Ia menegaskan, Jawa Timur kini menghadapi puncak musim hujan disertai potensi cuaca ekstrem sebagaimana peringatan BMKG. Kondisi ini meningkatkan risiko bencana hidrometeorologi seperti banjir, longsor, angin puting beliung, dan banjir rob di pesisir.
Karena itu, seluruh daerah harus siap siaga dan tidak sekadar menunggu bencana terjadi.
Adhy menginstruksikan agar setiap kabupaten/kota segera mengaktifkan posko kesiapsiagaan 24 jam dan memastikan sistem pelaporan cepat yang terhubung langsung ke provinsi.
Ia juga meminta Dinas Pekerjaan Umum melakukan inspeksi drainase, normalisasi sungai, serta pemeriksaan tanggul-tanggul kritis untuk mencegah banjir.
Selain itu, Dinas Sosial dan BPBD diminta memastikan ketersediaan logistik dasar di titik-titik strategis, sementara para Sekda kabupaten/kota harus memimpin langsung koordinasi kesiapsiagaan di wilayahnya.
Adhy juga menegaskan pentingnya aparatur di semua tingkatan memahami rencana kontinjensi, memetakan jalur evakuasi, dan menyiapkan titik pengungsian yang layak sesuai protokol kesehatan.
Ia menambahkan, sistem peringatan dini atau Early Warning System harus berfungsi optimal dan mudah dipahami masyarakat. “Masyarakat harus tahu langkah apa yang harus dilakukan ketika alarm berbunyi. Libatkan relawan seperti TAGANA dan DESTANA untuk sosialisasi,” katanya.
Lebih lanjut, Adhy menyoroti pentingnya memperkuat sinergi pentahelix antara pemerintah, akademisi, dunia usaha, media, dan masyarakat dalam upaya mitigasi dan respons kebencanaan.
Berkat kolaborasi ini, Indeks Risiko Bencana (IRB) Jawa Timur menurun hingga 95,75 pada tahun 2024 dan kini berada pada kategori sedang.
Namun, Adhy mengingatkan bahwa tantangan ke depan semakin berat, terutama dengan adanya penurunan dana transfer dari pemerintah pusat.
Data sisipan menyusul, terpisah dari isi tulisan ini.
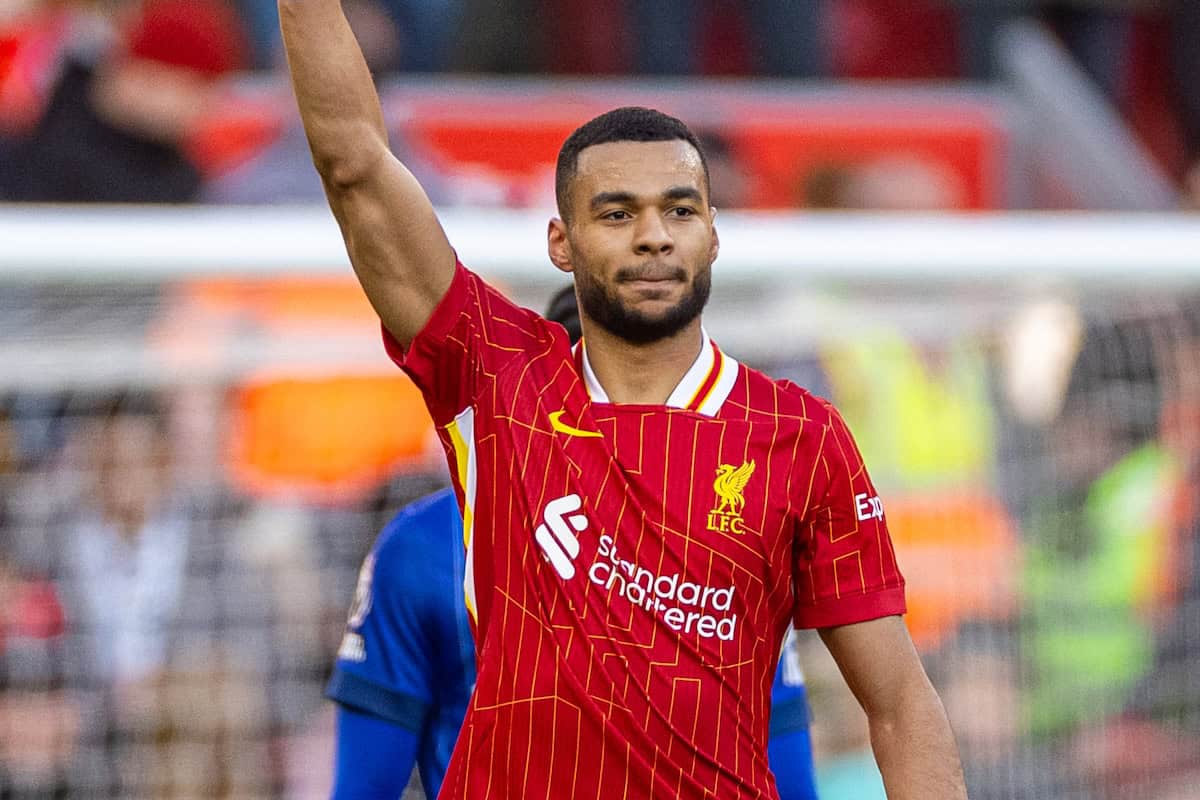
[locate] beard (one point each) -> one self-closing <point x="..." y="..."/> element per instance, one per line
<point x="606" y="310"/>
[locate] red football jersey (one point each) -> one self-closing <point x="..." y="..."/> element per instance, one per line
<point x="633" y="569"/>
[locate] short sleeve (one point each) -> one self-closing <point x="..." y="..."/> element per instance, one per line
<point x="474" y="331"/>
<point x="845" y="567"/>
<point x="383" y="665"/>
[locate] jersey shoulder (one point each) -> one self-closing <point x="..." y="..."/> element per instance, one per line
<point x="419" y="539"/>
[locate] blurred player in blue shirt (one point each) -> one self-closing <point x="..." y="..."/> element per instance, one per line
<point x="406" y="667"/>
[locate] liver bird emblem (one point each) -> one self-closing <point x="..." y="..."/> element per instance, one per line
<point x="731" y="482"/>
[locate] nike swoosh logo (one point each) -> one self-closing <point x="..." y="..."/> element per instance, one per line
<point x="556" y="421"/>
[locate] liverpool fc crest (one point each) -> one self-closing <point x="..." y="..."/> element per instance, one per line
<point x="730" y="486"/>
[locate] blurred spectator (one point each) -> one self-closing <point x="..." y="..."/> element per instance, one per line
<point x="117" y="120"/>
<point x="127" y="545"/>
<point x="1096" y="31"/>
<point x="425" y="32"/>
<point x="1186" y="68"/>
<point x="505" y="36"/>
<point x="784" y="37"/>
<point x="731" y="182"/>
<point x="195" y="626"/>
<point x="1192" y="187"/>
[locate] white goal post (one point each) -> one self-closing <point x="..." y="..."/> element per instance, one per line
<point x="49" y="244"/>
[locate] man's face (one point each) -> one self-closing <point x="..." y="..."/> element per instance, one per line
<point x="640" y="240"/>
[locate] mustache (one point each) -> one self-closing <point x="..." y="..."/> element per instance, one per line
<point x="651" y="272"/>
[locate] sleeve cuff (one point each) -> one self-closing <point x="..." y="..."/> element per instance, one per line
<point x="790" y="716"/>
<point x="354" y="691"/>
<point x="858" y="608"/>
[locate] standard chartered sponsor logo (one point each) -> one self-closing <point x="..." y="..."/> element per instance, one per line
<point x="684" y="606"/>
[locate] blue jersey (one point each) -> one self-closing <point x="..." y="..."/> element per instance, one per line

Karena itu, pengelolaan anggaran kebencanaan harus lebih efisien dan terkoordinasi.
Ia mendorong penerapan collaborative governance melalui perencanaan lintas sektor, joint budgeting, berbagi data secara real time, dan pemanfaatan sumber daya bersama.
“Ini bukan tentang siapa yang paling berwenang, tetapi siapa yang paling cepat memberi solusi dan berpacu dengan waktu untuk menyelamatkan jiwa,” tegasnya.
Menutup arahannya, Adhy mengajak seluruh pihak untuk memperkuat koordinasi dan menghapus ego sektoral. “Mari rapatkan barisan dan buktikan bahwa Jawa Timur tangguh, sigap, dan resilien menghadapi bencana,” pungkasnya.